Die Nachfrage nach Leistungen von Pflegeheimen, Spitex und Spital steigt ungebremst. Dadurch hat der Pflegepersonalbestand allein in den Jahren 2010-2014 um 14 Prozent zugenommen. Auch der Ausbildungsstand stieg an: Das Assistenzpersonal bleibt gleich, Sekundar- und Tertiärausbildungen nehmen deutlich zu. Nach aktuellen Schätzungen des Obsan müssen bis ins Jahr 2030 rund 30’000 Pflegepersonen der Tertiärstufe und 20’000 Pflegepersonen der Sekundarstufe II (EFZ und EBA) angestellt werden. Hinzu kommen 44’000 wegen Pensionierung zu ersetzende Pflegepersonen.
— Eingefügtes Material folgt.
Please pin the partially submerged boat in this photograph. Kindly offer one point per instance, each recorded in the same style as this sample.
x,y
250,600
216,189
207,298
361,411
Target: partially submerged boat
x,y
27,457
Grosse Sorgen, besonders bei Pflegeheimen

Schon im Jahr 2013 hat die Uni Basel in einer repräsentativen Studie (SHURP) festgestellt, dass in der Deutschschweiz mehr als 95 Prozent der Alters- und Pflegeheime grosse Probleme haben, genügend ausgebildetes Pflegepersonal zu finden. Trotz Anstrengungen der Betriebe lässt sich der Mangel in der Schweiz nicht so einfach beheben. Dies beweist auch eine Berechnung des Spitalverbandes H+, welche das Potenzial an zusätzlichen Arbeitskräften aus Personen im Erwerbsalter ermittelte (SÄZ 49/2014): Der im Inland verfügbare Zugewinn liegt bei maximal 3’000 Stellen. Dieses nur einmalig abrufbare Potenzial genügt nicht einmal, um nur einen Drittel der jährlich allein von den Spitälern zusätzlich benötigenden Pflegefachpersonen zu decken!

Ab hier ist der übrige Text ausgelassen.